The billion-dollar question is: how do companies intrinsically motivate employees?

Well, it certainly isn’t by using the outdated HR practices and infrastructure that many still cling to. Only 4% of organisations were on the latest version of the HR platforms they use, according to this PWC report from 2012.

A surprising number are still mired in paper-based systems and spreadsheets that gobble up valuable HR time and prove equally frustrating to employees who want speedy access to HR files and functions.

A third of organisations still toil through manual-based systems, or so revealed another survey from CoreHR.

Getting practices and infrastructure up-to-speed not only frees HR staff from mundane and time-consuming tasks, it also provides them with the right tools to engage employees.

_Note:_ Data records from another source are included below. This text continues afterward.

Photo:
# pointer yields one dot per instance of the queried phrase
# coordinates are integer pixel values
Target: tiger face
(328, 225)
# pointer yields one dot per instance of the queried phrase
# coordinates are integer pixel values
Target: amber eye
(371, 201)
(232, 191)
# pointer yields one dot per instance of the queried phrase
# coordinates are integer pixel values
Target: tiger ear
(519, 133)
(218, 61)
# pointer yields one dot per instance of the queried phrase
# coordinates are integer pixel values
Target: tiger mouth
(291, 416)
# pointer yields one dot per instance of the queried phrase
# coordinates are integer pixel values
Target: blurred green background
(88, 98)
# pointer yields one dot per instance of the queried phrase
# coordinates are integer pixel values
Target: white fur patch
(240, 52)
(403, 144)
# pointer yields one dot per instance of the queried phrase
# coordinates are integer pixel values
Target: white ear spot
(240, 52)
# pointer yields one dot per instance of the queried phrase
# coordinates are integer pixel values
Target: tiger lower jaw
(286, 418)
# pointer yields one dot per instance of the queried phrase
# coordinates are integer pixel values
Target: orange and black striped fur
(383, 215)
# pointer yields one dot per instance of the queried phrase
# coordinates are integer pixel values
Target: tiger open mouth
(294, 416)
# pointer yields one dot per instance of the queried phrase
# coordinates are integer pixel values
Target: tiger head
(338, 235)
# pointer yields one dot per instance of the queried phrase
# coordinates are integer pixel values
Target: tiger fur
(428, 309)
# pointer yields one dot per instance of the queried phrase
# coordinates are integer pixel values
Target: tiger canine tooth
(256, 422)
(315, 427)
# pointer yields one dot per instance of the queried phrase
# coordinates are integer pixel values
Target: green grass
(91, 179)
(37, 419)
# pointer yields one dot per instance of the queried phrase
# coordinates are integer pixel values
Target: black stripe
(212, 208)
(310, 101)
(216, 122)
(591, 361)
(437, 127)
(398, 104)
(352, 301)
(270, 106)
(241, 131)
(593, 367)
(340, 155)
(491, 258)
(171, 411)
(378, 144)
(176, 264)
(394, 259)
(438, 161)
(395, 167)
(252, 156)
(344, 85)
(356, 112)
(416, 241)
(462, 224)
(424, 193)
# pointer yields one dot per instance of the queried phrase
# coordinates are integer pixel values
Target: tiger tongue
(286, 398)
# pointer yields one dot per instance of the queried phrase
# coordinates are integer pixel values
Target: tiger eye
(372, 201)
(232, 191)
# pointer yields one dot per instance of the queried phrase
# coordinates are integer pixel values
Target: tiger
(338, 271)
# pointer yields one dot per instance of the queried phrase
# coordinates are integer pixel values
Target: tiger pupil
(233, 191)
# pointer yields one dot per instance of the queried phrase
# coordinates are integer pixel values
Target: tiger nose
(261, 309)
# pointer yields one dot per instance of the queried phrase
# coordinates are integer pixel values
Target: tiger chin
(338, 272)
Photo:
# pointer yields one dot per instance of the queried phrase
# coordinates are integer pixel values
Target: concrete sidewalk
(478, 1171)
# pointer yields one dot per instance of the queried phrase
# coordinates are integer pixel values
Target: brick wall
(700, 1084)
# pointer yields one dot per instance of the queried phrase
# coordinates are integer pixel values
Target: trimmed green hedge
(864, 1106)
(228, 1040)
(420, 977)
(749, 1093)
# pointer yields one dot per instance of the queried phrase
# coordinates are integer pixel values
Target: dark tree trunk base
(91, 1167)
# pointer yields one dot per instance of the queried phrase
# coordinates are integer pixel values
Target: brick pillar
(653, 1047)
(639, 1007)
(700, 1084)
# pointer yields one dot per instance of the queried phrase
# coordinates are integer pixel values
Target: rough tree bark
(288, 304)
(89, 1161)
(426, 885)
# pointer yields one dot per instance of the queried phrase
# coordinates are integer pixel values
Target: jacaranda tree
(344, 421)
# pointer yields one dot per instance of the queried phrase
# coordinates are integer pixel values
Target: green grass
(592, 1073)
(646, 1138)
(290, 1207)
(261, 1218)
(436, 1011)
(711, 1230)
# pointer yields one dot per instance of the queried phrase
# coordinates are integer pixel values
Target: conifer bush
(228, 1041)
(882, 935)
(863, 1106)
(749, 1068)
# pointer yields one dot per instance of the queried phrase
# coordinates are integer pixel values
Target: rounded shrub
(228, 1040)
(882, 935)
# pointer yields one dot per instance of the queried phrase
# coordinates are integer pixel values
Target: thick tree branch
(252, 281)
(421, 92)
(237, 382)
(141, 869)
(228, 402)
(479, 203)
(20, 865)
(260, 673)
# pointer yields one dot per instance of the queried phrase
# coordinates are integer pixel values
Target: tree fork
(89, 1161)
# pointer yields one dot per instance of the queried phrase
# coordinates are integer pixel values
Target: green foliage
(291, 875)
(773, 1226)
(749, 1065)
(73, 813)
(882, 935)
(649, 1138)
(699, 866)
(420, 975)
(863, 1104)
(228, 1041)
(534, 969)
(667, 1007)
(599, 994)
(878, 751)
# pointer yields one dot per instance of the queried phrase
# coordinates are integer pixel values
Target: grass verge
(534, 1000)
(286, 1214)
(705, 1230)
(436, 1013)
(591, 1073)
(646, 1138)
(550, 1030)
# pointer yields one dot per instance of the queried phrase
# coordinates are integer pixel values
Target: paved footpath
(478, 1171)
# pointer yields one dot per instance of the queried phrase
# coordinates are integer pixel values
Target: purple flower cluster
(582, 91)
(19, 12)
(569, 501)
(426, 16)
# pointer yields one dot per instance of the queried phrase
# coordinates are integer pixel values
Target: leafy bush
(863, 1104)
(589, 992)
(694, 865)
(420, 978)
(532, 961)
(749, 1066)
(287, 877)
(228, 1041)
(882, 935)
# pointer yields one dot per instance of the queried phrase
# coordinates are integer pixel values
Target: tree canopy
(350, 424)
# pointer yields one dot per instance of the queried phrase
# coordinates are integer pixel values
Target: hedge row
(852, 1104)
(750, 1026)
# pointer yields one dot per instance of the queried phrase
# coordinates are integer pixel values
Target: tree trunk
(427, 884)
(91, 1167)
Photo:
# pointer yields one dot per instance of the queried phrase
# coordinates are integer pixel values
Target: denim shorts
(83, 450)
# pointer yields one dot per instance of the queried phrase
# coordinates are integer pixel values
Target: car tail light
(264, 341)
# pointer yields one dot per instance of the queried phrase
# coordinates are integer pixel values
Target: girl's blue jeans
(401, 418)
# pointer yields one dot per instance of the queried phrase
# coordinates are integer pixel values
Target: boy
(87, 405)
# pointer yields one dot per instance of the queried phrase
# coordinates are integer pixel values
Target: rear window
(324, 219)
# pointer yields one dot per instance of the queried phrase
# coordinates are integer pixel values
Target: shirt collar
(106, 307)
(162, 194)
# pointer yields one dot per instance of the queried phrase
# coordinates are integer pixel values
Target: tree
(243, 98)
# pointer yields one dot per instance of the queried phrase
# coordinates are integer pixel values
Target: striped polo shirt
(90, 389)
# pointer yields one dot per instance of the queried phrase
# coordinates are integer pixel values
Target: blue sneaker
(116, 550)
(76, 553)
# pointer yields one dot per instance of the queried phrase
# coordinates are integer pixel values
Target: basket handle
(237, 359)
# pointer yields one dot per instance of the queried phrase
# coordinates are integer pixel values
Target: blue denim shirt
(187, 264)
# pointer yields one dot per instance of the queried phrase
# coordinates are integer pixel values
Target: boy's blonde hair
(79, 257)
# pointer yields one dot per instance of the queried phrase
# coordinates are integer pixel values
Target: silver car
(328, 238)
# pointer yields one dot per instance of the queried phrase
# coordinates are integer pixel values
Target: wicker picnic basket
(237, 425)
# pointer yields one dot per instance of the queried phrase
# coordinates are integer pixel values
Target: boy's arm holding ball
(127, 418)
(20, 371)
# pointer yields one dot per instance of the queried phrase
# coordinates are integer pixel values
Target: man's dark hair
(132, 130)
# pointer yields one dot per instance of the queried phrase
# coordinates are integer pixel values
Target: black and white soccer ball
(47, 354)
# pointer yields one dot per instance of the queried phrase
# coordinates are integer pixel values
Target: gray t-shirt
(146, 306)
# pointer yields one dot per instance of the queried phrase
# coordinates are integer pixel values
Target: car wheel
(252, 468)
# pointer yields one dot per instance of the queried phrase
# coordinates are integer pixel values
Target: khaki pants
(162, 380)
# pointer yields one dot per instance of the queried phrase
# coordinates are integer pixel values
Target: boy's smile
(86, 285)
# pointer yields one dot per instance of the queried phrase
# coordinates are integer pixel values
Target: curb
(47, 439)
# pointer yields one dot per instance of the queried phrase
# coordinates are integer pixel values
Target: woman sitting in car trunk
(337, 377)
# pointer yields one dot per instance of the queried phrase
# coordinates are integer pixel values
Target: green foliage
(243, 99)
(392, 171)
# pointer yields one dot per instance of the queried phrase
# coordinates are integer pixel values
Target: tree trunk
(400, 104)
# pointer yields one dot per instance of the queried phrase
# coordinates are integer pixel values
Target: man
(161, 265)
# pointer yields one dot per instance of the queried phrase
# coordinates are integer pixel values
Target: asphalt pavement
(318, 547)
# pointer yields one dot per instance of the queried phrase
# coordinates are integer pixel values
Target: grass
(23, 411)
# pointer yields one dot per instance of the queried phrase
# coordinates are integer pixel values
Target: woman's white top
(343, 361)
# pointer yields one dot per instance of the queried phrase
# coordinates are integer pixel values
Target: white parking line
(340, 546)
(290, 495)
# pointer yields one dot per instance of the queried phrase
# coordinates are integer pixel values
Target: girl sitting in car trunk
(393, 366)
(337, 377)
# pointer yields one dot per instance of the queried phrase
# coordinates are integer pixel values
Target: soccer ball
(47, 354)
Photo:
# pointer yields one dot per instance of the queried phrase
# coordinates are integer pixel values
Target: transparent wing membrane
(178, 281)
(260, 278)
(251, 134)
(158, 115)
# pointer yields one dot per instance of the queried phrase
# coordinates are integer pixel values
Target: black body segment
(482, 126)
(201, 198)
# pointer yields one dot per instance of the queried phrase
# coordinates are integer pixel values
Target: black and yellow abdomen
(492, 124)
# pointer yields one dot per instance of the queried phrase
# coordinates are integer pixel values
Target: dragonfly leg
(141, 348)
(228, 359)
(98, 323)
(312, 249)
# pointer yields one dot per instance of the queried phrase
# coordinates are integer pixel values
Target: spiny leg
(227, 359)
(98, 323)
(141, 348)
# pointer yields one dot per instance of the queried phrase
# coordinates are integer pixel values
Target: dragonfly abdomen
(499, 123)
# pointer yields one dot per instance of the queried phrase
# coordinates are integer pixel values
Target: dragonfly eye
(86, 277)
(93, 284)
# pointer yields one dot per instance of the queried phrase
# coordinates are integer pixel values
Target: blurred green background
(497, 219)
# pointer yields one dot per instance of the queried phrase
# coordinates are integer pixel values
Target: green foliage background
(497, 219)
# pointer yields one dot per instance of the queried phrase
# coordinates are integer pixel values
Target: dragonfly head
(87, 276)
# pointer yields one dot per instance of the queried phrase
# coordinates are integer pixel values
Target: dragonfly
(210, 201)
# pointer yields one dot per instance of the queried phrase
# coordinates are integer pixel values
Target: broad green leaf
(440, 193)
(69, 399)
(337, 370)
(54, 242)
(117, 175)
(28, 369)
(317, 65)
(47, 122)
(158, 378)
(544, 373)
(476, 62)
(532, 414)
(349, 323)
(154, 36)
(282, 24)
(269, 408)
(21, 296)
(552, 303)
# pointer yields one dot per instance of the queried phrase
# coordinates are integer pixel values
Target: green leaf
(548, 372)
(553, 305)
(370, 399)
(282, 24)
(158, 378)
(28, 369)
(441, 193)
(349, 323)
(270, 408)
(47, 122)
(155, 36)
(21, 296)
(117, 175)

The development of HR software has staged a quantum leap in recent years and now offers benefits so employees can be motivated and managed to the standard demanded by a skills-hungry job market.

Real-time mobile-enabled solutions foster engagement by providing the metrics to measure performances and provide timely feedback. Cloud-based SaaS solutions can provide staff with instant access to this performance feedback at the touch of a smartphone.

This creates a real sense of openness and inclusion that is far more likely to engage millennials.

Performance management with goal setting and systematic feedback can also achieve up to a 30% increase in employee effectiveness.

Seven out of ten feel recognition is lacking

Today’s software solutions streamline the people management process from goal planning to appraisals and rewards, including the distribution of bonuses.

Integration is also key. Talent management, for example, can feed into recruitment to ensure that key competencies are available and succession-planning enabled.

The latest HR software will integrate with a host of other HR functions to ensure managers not only identify top performers but develop their skills and measure and reward them appropriately.

They can be rewarded financially but more important is their need for recognition. Seven out of ten employees don’t feel they get it and, often as a result of this, a third are already planning their departure.

Many leavers just can’t see a career path through the organisation, or they feel office politics stands in their way.

But cloud-based HR solutions can help astute managers nip this tendency in the bud by providing an insight into their goals, preferences, strengths and weaknesses.

They can then be guided, nurtured and developed to the next level in their career – to the great benefit of employers too.